Sandy Bales of Champaign-Urbana, who is a longtime advocate of protecting the Middle Fork River, attended the public hearing.
Bales said the protected scenic river supports wildlife, flora and fauna as well as family recreation with thousands of people floating the river annually. The pollutants leaching into underground water resources and into the river, she said, affect the water quality. She said the river is also moving and eroding away at the land between the impoundments and the river.
"What if the whole thing breaches and comes into the river?" she said. "If Dynegy would do the right thing and remove that from that fragile position where it could breach and ruin Illinois' only scenic river; if they would do the right thing and clean that up properly, that would set a precedent for what other power plants might do. So they could do the right thing, and it would make a huge difference for a lot of rivers and people and wildlife."
Bales said protecting the river is leaving a legacy for future generations like her grandchildren. She and her husband canoed the Middle Fork for many years.
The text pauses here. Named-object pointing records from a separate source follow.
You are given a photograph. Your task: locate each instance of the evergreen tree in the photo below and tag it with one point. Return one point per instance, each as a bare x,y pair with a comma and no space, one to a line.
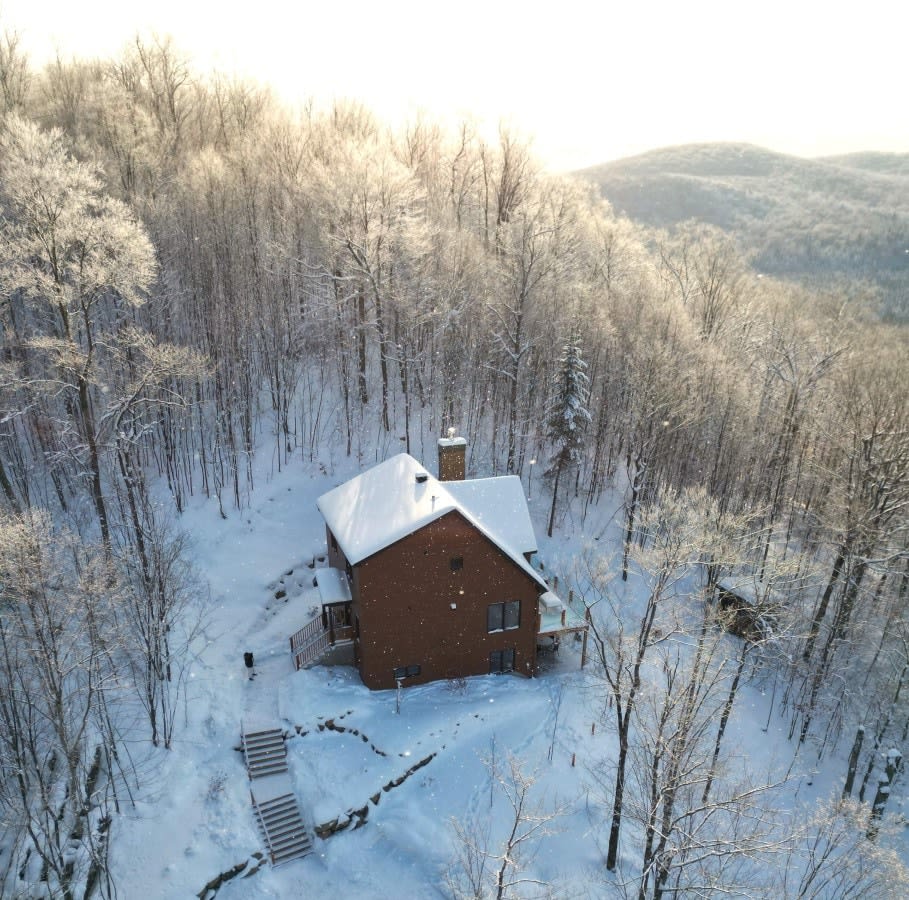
568,413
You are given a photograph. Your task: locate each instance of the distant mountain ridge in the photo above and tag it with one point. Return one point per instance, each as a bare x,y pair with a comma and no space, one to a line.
831,220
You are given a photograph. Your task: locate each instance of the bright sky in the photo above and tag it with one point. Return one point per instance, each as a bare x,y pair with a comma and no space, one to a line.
586,79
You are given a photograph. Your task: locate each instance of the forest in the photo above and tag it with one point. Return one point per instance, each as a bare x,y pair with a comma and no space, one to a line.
837,223
192,274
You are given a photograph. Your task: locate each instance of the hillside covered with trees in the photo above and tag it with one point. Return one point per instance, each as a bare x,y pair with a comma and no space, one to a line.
191,275
837,223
"We love that river so much. ... We had so much fun with friends and family," she said. "All that stuff is precious, and even if you're not one of the people using it, everything is connected, and it's all precious. Clean water is important."
In addition to the idle power plant, coal-ash impoundments and other infrastructure like parking lots, the site includes a lake and a former campground that was also closed by Dynegy.
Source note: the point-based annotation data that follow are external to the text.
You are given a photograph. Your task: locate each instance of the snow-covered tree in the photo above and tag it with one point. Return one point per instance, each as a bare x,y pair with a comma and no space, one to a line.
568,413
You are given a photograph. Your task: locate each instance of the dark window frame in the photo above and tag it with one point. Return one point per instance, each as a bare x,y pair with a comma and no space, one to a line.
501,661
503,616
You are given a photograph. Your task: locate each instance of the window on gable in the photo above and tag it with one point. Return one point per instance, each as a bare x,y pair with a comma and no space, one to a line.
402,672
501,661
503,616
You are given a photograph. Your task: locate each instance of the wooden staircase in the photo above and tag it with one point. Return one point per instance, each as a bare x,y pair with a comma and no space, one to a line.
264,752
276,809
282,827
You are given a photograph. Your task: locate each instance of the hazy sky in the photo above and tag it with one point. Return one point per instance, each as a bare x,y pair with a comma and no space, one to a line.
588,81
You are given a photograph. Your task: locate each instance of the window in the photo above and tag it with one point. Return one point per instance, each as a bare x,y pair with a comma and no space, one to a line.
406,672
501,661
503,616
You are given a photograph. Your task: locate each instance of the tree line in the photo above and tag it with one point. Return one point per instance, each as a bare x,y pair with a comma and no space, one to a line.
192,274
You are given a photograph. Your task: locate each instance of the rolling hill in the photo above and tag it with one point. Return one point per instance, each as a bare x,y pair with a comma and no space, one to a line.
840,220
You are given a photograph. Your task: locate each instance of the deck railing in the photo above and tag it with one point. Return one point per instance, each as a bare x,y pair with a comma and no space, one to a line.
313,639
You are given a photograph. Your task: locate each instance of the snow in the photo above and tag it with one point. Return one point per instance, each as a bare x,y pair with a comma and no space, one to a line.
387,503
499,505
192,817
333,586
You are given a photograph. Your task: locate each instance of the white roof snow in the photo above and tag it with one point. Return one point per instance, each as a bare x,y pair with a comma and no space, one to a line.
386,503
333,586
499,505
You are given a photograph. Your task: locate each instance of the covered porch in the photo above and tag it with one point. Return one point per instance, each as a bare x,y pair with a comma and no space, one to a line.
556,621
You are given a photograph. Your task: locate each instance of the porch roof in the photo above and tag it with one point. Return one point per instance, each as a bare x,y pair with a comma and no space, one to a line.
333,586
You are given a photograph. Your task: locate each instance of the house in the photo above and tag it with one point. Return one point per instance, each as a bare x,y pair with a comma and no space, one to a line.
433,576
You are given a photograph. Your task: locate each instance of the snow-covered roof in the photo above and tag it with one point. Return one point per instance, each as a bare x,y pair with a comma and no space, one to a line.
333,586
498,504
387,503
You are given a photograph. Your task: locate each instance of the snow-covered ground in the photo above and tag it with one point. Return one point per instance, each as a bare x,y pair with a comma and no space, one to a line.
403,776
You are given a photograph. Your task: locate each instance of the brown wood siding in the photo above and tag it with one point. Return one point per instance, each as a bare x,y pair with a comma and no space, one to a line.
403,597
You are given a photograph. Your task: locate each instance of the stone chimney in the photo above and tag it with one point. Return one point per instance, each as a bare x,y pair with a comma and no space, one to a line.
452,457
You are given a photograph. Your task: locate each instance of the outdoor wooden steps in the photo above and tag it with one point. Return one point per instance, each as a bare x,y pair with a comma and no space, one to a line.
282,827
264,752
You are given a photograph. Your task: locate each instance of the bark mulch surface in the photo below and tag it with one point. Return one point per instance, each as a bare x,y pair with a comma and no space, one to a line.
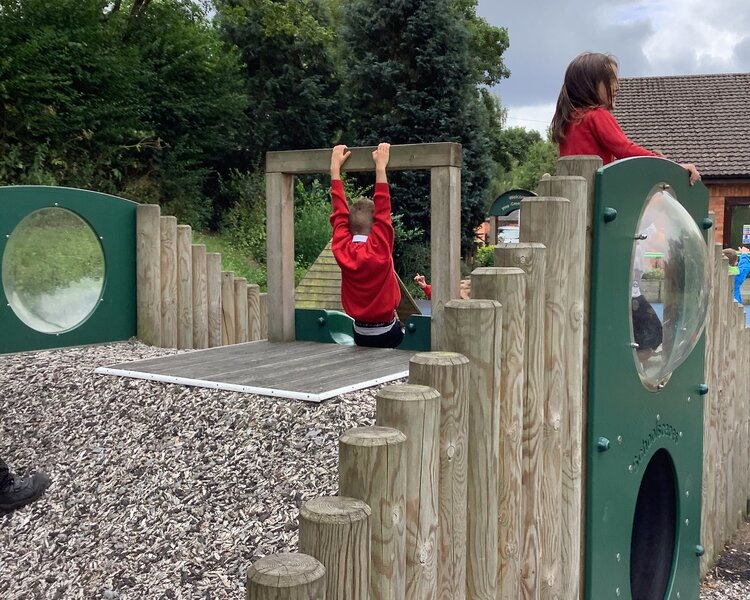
168,492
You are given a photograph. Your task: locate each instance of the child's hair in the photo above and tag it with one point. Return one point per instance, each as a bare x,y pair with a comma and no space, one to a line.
580,89
731,254
360,216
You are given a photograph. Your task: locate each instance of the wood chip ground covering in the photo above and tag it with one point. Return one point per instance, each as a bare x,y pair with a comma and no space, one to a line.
162,491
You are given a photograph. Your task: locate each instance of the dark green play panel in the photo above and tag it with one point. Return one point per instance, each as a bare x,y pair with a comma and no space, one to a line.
649,298
68,268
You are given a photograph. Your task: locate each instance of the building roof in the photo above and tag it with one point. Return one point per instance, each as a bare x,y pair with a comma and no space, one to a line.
702,119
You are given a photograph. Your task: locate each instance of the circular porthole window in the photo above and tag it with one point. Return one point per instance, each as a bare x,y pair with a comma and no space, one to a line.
669,287
53,270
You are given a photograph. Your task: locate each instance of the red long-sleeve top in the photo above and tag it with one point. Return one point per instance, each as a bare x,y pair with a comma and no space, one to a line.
599,133
369,288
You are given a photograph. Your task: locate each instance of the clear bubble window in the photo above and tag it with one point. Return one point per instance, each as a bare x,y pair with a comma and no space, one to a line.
53,270
669,287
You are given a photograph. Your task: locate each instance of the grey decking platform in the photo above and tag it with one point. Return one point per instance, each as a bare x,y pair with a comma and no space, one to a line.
299,370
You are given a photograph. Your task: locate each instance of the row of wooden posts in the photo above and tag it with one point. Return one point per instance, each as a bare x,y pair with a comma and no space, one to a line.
184,299
482,499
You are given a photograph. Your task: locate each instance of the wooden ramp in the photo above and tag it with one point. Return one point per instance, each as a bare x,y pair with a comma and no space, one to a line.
321,288
299,370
About coal-combustion residuals
Coal-combustion residuals, commonly called coal ash, is the material that remains after burning coal for electricity and includes fly ash, bottom ash, boiler slag and flue gas desulfurized gypsum.
The ash can contain a broad range of substances that can be toxic in high-enough concentrations, including arsenic, selenium and cadmium, according to the U.S. Environmental Protection Agency. CCRs — as the agency refers to coal-combustion residuals — are one of the largest waste streams in the nation and are not considered hazardous waste by EPA standards.
But CCR impoundments have been under much more scrutiny from the EPA since 2008 after the massive coal ash spill at the Tennessee Valley Authority's Kingston facility, which flooded more than 300 acres, damaging homes and property and the Emory and Clinch rivers, which experienced fish kills.
The public health and environmental hazards from unsafe coal-ash dumping have been known for many years, according to the Prairie Rivers Network, the local nonprofit organization that advocates for local waterways. Prairie Rivers maintains that coal ash poses an increased risk of cancer, learning disabilities, neurological disorders, birth defects, reproductive failure, asthma and other sicknesses, and also threatens aquatic life in waterways. Coal-ash runoff contains small amounts of harmful metals like selenium that can slowly build up in aquatic food chains, according to Prairie Rivers.
The EPA has proposed regulating coal ash by 2014 to address risks from disposal of the waste generated by electric utilities and independent power producers. The EPA has proposed listing CCRs as special wastes subject to regulation when destined for disposal in landfills or surface impoundments or regulating coal ash as a nonhazardous waste, according to the agency's website. But that has generated controversy in Washington as some lawmakers have expressed concern with the EPA's possible regulation of coal ash negatively affecting industries that have found safe uses for the byproduct, such as in the manufacture of concrete, shingles and wallboard.